A défaut des Conférences ou des Mémoires, ces présidents déchus pourraient s’inspirer de Jerry Rawlings. L’ancien président ghanéen représente son pays à l’étranger quand l’actuel président ne peut se déplacer. Ainsi a-t-il été la vedette à l’investiture de Denis Sassou Nguesso en août, à Brazzaville.
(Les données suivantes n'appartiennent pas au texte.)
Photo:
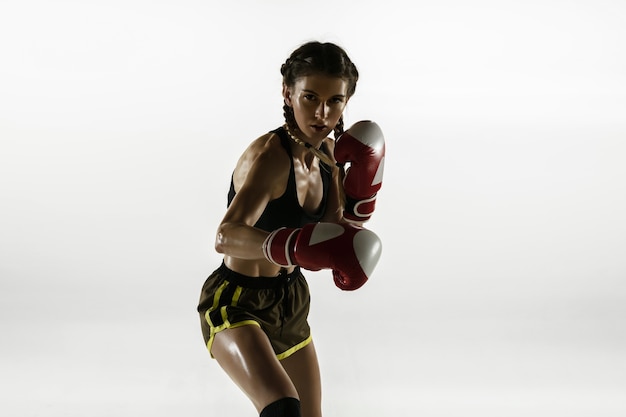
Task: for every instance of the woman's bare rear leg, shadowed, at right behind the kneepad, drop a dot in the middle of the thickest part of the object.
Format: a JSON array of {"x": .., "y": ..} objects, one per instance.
[{"x": 304, "y": 371}]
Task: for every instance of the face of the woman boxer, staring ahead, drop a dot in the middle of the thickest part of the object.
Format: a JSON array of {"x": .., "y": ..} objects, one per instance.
[{"x": 318, "y": 102}]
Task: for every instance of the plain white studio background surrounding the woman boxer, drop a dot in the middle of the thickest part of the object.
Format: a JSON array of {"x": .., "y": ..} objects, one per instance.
[{"x": 501, "y": 290}]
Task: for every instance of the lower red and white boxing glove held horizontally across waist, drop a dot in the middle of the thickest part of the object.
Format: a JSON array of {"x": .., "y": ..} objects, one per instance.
[{"x": 351, "y": 252}]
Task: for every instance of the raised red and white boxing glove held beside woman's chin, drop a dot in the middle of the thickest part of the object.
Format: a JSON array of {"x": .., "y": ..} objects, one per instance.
[{"x": 363, "y": 146}]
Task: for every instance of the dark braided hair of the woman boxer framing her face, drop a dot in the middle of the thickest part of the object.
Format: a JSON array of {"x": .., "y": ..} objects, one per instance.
[{"x": 318, "y": 58}]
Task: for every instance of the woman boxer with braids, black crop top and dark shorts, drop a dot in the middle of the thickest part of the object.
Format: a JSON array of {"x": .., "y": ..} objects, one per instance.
[{"x": 286, "y": 185}]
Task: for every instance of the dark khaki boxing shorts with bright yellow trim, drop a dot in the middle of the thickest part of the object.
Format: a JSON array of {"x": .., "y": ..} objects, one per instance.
[{"x": 278, "y": 305}]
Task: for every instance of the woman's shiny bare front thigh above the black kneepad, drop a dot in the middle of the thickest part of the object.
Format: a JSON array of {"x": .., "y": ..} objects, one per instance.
[{"x": 247, "y": 357}]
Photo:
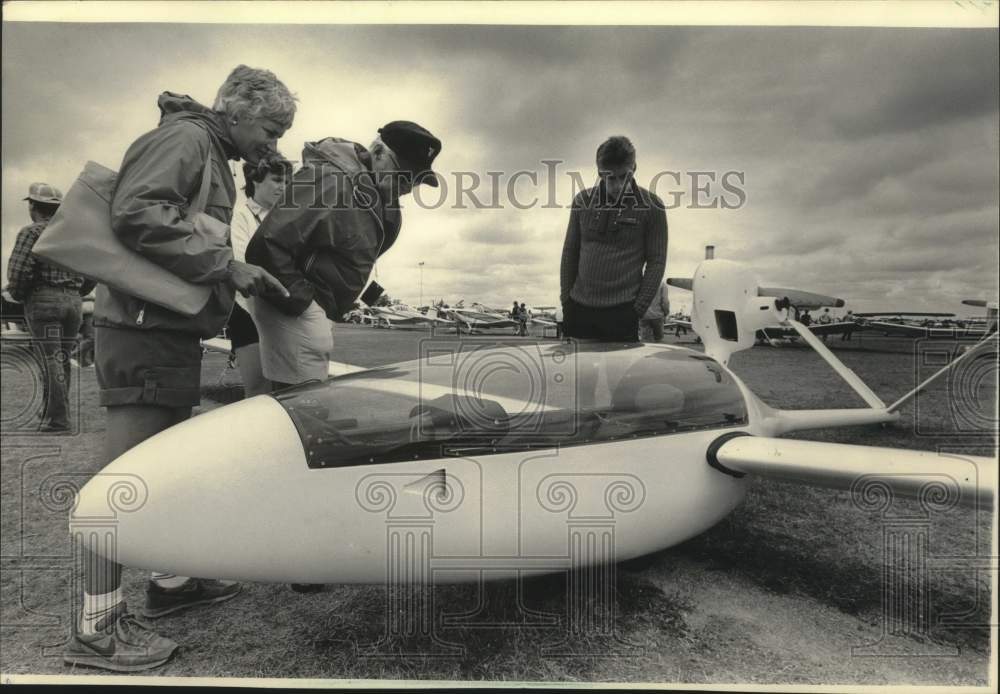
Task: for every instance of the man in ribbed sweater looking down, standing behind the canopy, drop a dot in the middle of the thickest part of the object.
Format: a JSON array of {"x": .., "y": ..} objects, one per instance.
[{"x": 614, "y": 252}]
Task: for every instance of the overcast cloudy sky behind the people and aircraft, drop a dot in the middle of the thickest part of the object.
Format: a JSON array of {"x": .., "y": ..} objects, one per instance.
[{"x": 868, "y": 156}]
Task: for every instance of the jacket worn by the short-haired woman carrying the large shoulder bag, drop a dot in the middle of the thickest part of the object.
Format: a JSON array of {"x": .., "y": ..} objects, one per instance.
[{"x": 159, "y": 178}]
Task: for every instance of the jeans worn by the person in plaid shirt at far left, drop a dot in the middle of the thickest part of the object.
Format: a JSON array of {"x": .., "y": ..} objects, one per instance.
[{"x": 53, "y": 315}]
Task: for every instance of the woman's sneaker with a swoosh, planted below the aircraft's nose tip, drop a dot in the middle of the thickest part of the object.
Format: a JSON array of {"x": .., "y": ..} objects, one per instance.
[{"x": 122, "y": 644}]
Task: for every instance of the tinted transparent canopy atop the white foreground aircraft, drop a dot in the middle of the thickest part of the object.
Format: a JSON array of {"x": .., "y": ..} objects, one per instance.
[{"x": 490, "y": 400}]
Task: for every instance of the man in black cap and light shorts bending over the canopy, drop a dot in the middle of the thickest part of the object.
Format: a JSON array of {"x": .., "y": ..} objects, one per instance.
[{"x": 342, "y": 215}]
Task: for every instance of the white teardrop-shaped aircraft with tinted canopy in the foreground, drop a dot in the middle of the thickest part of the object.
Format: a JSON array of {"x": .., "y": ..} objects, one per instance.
[{"x": 490, "y": 462}]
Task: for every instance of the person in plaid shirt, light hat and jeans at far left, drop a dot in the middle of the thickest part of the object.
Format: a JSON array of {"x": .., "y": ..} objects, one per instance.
[{"x": 53, "y": 310}]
Les présidents en exercice y gagneront en estime

Sans doute s’accrochent-ils au pouvoir pour ses fastes, mais les présidents en exercice, très contestés et en mal de succès, gagneront gros en se retirant des affaires pour donner des conférences ou écrire leurs Mémoires. De par son caractère, Robert Mugabé remplira les salles avec comme thème : Comment j’ai nargué mes compatriotes et les Britanniques tout en chérissant les écrits de l’immense Doris Lessing… Pas de doute, en ancien avocat, Abdoulaye Wade enflammera les amphithéâtres ou les lecteurs en abordant sans détour la façon dont son fils bien-aimé dirigera le Sénégal… Idriss Deby sait que le pouvoir au Tchad ne tient qu’à un fil, les rebelles s’emparent parfois du palais présidentiel, il pourra en parler… Denis Sassou Nguesso maîtrise l’armée congolaise, il la connaît du bout des doigts. Le thème de ses futures conférences est tout trouvé : De l’inutilité des généraux au Congo. Ils sont pléthoriques, mais n’ont aucune mission importante à leur actif. Le succès de l’autre Françafricain, Paul Biya, est acquis, à condition de plancher sur ses vacances à 250 000 euros la semaine… Qui mieux que Mamadou Tandja magnifiera les référendums gagnés d’avance?… Thomas Sankara demeure dans les esprits, alors Blaise Compaoré pourra discourir sur la franche amitié (?) qui les liait… Jonas Savimbi paraissait un tigre en papier, Edouardo Santos séduira les auditoires en en riant… Une certitude : l’accomplissement d’une vie politique ratée passe aussi par une retraite active! Les présidents accrocheurs devraient y réfléchir.